4) Bolsa de empleo: Otro punto que debe ser muy importante a la hora de elegir Máster. Cuanta más calidad tenga la escuela, mejor serán las ofertas de empleo que te pueden dar desde la escuela. Además es importante a la hora de conseguir tanto las prácticas obligatorias de final de Máster como la probabilidad de poder conservar tu posición en dicho despacho.

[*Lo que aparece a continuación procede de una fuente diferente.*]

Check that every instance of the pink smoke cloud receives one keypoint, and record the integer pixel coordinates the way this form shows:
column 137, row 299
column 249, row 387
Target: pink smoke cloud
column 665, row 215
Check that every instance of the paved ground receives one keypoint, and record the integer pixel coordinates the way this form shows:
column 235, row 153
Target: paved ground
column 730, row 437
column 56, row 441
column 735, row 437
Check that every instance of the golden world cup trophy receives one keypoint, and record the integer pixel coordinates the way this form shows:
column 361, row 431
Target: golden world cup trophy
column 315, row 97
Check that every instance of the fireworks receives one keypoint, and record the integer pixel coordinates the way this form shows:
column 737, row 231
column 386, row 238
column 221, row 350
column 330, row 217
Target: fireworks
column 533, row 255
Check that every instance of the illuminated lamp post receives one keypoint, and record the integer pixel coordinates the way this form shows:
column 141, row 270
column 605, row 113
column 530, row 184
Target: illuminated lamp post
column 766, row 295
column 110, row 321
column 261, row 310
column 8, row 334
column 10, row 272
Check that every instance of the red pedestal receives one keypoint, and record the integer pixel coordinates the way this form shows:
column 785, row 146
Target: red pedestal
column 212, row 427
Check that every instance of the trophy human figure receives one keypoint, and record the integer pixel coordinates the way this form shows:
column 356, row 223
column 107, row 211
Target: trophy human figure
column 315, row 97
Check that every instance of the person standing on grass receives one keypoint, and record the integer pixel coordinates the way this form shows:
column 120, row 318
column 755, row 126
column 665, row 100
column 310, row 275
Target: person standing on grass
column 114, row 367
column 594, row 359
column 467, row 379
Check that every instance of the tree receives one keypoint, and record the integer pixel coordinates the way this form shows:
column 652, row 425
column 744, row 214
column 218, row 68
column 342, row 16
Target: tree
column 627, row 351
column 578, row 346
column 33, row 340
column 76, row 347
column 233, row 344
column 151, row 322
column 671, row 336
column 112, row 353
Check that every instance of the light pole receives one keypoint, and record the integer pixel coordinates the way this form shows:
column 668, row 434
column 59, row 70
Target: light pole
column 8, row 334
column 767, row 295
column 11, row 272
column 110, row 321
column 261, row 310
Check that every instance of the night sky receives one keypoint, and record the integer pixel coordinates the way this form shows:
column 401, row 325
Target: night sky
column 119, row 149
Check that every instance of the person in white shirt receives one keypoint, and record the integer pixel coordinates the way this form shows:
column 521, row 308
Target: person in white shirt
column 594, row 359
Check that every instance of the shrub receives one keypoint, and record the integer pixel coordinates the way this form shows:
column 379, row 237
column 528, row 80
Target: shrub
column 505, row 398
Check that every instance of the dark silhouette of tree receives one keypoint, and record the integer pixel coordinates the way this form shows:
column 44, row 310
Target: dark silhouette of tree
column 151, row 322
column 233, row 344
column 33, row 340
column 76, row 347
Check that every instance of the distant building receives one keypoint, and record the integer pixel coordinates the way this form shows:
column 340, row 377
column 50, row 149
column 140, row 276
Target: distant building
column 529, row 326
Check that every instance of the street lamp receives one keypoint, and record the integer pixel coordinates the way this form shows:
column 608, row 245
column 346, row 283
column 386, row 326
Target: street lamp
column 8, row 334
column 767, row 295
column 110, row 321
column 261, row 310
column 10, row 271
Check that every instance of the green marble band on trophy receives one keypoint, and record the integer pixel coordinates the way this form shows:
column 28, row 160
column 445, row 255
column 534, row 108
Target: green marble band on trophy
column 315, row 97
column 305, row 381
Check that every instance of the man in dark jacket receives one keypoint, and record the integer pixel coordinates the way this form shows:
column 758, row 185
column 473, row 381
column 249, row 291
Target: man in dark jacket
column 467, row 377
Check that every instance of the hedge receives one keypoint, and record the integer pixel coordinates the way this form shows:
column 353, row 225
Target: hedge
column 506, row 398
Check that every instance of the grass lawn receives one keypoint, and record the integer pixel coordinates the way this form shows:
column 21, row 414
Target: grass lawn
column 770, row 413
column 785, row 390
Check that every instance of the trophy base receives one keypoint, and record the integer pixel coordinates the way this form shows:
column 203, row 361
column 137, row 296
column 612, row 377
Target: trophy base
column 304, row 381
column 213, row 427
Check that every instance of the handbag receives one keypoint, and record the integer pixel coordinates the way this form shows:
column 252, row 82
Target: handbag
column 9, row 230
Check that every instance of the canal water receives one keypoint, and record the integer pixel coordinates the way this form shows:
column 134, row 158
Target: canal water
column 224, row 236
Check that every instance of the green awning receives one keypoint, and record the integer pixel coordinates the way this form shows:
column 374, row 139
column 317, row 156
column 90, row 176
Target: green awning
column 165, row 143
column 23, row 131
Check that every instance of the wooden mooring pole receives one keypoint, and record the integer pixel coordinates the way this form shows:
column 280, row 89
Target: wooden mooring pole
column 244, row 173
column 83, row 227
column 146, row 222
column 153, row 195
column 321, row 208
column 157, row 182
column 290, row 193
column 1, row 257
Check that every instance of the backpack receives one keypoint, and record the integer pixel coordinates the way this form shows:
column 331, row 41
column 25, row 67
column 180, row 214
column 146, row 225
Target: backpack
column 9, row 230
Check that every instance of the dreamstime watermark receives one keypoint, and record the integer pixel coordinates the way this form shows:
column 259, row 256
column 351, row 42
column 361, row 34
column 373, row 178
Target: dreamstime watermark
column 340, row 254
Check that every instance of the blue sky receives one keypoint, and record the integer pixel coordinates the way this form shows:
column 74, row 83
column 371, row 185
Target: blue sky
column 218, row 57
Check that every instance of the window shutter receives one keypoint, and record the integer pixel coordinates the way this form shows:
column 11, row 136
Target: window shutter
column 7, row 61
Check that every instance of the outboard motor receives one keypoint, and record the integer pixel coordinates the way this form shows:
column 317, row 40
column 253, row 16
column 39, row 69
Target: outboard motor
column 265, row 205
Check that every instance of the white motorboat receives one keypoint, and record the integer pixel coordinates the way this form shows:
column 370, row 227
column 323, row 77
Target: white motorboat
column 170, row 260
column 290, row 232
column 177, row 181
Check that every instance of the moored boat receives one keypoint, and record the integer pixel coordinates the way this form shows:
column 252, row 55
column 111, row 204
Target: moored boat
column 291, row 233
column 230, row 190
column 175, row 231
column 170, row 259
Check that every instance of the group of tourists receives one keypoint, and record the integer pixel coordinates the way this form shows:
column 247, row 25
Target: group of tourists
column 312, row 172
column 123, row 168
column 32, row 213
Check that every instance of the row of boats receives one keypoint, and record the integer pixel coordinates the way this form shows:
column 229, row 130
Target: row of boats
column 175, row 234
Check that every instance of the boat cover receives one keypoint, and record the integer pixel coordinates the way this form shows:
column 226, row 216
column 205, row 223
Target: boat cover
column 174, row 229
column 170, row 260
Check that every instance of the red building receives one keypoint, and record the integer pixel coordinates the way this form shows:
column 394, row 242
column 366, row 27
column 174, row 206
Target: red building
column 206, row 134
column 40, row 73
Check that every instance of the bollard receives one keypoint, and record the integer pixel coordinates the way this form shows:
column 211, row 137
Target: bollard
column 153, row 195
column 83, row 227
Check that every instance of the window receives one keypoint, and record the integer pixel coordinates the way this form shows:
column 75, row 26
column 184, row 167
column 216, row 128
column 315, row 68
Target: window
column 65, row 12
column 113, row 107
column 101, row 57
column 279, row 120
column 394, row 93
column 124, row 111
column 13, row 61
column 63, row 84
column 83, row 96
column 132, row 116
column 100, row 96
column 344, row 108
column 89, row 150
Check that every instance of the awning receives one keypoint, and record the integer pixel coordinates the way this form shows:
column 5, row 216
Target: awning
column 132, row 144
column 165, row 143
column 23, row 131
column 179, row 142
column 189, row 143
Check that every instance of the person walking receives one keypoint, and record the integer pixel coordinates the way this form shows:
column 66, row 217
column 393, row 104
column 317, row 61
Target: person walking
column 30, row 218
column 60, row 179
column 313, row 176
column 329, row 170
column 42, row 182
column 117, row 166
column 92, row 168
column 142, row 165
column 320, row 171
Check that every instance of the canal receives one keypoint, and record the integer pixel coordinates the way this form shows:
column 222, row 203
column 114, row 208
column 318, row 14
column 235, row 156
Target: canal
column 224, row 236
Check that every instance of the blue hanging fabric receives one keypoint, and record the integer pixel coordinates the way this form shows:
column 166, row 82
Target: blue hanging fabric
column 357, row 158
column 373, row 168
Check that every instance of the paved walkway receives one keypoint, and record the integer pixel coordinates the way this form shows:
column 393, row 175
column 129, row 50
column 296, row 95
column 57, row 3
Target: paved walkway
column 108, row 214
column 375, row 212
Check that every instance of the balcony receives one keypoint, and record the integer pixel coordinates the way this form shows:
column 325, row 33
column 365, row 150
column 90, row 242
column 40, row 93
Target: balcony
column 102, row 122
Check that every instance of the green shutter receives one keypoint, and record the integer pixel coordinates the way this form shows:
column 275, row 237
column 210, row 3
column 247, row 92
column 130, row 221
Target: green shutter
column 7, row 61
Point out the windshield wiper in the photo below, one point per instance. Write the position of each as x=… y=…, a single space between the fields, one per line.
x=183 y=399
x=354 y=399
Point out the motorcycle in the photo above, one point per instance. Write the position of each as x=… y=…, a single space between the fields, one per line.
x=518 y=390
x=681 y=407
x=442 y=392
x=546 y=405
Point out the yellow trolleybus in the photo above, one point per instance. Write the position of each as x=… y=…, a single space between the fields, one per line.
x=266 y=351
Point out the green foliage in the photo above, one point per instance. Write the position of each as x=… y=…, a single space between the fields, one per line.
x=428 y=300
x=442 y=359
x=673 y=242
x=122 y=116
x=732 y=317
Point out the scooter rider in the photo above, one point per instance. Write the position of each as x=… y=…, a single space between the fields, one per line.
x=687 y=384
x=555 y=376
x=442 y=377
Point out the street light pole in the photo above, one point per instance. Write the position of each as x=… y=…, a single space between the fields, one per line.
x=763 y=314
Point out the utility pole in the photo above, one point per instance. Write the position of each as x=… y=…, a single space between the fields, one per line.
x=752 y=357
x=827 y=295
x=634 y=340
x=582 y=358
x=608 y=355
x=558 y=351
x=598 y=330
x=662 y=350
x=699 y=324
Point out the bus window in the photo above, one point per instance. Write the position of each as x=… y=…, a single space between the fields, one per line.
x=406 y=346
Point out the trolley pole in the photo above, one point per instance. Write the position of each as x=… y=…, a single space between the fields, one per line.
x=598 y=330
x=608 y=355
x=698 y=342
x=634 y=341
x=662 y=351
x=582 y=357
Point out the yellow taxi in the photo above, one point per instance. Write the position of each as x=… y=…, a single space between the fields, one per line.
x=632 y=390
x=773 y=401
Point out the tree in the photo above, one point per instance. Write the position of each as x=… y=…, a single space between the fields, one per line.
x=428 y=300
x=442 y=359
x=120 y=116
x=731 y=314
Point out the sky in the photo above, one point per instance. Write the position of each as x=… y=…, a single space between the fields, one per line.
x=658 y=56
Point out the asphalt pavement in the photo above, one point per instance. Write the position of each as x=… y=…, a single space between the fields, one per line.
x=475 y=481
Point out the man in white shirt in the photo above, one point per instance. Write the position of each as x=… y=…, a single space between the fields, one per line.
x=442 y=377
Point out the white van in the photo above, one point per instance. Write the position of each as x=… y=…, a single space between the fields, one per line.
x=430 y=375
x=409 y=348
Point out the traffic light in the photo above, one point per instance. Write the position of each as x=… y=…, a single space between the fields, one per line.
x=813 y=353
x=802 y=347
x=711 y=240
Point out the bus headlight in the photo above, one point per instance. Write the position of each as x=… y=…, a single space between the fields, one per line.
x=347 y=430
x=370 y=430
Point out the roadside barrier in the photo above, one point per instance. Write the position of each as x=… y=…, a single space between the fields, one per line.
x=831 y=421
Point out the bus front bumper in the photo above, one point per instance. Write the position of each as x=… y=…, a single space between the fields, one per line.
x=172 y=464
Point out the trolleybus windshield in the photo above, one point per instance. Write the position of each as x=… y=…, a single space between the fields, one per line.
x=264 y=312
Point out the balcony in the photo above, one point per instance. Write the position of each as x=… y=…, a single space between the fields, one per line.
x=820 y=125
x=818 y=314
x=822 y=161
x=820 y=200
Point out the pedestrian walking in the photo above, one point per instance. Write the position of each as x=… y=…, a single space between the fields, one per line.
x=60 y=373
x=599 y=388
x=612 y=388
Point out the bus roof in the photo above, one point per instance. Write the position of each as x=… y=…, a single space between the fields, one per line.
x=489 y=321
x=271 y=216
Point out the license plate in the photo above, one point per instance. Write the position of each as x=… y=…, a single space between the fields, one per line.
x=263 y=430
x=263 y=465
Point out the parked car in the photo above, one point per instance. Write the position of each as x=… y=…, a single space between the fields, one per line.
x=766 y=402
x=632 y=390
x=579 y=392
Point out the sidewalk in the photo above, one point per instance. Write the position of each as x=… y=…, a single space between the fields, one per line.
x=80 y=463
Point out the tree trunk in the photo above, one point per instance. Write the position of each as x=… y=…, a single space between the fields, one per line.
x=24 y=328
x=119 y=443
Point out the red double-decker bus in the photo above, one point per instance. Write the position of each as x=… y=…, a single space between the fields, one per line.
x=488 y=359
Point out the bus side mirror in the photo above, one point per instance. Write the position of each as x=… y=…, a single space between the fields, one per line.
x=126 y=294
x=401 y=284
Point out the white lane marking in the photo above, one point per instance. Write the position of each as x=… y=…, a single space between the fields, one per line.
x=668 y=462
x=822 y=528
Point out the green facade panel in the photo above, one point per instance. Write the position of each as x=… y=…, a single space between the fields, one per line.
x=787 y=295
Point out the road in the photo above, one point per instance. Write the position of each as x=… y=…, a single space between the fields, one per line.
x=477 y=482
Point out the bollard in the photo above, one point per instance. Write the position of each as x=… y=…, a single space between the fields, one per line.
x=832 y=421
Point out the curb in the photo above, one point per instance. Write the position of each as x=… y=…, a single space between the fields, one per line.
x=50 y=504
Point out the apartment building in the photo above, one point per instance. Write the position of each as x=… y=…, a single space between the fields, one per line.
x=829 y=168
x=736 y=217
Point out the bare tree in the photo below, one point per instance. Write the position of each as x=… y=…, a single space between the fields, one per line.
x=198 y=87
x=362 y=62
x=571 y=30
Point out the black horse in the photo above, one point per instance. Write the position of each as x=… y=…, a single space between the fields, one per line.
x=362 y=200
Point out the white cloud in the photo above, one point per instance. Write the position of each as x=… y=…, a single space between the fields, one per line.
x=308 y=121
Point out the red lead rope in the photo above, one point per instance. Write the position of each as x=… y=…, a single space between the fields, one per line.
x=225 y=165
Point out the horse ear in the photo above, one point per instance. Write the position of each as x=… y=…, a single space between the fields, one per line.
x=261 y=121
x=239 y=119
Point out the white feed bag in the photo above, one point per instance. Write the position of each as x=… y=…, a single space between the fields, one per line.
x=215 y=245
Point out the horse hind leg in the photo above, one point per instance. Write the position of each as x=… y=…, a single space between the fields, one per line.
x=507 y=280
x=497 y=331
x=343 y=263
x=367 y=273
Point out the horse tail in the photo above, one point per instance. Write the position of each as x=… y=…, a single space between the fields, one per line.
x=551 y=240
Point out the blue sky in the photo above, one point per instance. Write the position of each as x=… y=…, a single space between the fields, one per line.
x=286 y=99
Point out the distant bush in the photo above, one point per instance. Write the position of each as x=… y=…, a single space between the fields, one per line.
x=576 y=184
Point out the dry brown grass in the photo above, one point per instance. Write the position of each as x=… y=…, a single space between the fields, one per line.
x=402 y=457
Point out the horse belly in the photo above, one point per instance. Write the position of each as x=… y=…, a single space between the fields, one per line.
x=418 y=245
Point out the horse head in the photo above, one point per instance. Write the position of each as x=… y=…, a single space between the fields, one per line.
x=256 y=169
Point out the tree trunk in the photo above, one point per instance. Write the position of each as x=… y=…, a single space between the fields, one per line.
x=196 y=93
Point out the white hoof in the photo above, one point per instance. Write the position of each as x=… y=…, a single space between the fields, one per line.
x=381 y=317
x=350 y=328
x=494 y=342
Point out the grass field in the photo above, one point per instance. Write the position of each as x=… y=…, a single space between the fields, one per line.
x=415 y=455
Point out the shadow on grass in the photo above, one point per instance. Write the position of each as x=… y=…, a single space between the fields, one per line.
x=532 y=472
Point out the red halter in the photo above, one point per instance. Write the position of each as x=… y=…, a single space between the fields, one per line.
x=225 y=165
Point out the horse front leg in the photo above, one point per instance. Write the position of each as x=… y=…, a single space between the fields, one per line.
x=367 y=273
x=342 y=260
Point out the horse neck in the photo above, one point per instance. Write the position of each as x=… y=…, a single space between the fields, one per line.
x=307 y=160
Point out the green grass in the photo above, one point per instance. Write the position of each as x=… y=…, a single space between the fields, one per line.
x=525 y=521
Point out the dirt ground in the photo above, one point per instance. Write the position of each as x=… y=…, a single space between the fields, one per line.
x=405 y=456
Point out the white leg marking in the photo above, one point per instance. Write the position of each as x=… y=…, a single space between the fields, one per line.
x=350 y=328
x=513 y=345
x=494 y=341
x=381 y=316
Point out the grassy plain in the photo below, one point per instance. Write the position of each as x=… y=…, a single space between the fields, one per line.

5) Procesos de selección: Un duro proceso de selección suele ser sinónimo de un buen Máster, pero no te preocupes, si has conseguido llevar adelante una carrera como Derecho, este punto no debe resultarte difícil. En los procesos de selección no suelen darle demasiada importancia a los conocimientos jurídicos, porque al fin y al cabo estás intentado entrar en ese centro para que te preparen, pero si es importante que lleves un buen nivel de ingles y ágil capacidad lectora y numérica. Es quizá esta última prueba la que personalmente me pareció más difícil, ya que las personas que venimos de letras no solemos tener destreza con los números.

 

 

¿Dónde me puedo informar sobre los diferentes tipos de Máster?

 

Ahora que ya hemos apuntado las características en las que nos debemos de fijar llega el momento de ponerse a buscar información de los distintos tipos de Máster que existen, pero…. ¿dónde puedo informarme?.

 

En primer lugar, podrías informarte sobre los Máster que imparten en la universidad donde has estudiado, pero quizás quieres saber algo más allá.

 

Está bien, coge tu ordenador y a buscar. Te recomiendo que no te des el atracón en una tarde, debes mirar poco a poco, comparar programas e ir descartando aquellos que por una razón u otra no te atraen.

 

A continuación, debes plantearte la temible pregunta…

 

¿Quiero hacer un Máster doble o uno simple? ¿En España o en el extranjero?

 

Ambas opciones tienen sus ventajas y sus inconvenientes. Al realizar un Máster doble, además de prepararte para el Examen Oficial de Abogacía consigues una especialización y al realizarlos de manera simultanea ahorras más tiempo que al hacerlos por separado.

 

Otra opción que me había planteado era la de realizar en España el Máster habilitante y estudiar a continuación uno de especialización en el extranjero, ya que están muy bien vistos a la hora de buscar trabajo y tienes la ventaja de que si estudias en el extranjero tu nivel de conocimiento del idioma sea tal alto que tanto empresas nacionales como internacionales se interesen en tu perfil.

 

¿Y que pasa con el precio?

 

Por último y no por ello menos importante, llegó el momento del precio. A nivel nacional, la horquilla de los precios comienza a partir de los 1.500 euros para un Máster simple, llegando a unos 30.000 euros un programa doble en una escuela de negocios. Nadie mejor que tu sabrá hasta donde puedes permitirte llegar. Si aun estás al principio de tu carrera, joven prejurista, te recomiendo que trabajes los veranos si quieres invertir en tu educación.

 

¿Qué hice yo?

 

Valorar todas las opciones. Cogí una hoja Excel y añadí todos los Master: nombre de la escuela, precio del programa, posición en ranking (de existir), ciudad, coste de vida en la ciudad, requisitos de entrada, si el programa era simple o doble y, por supuesto, pros y contras (esto último de forma más subjetiva). En una misma hoja todo, nacionales y extranjeros, simples y dobles, baratos y caros. Con colores, de un vistazo podía verlo todo.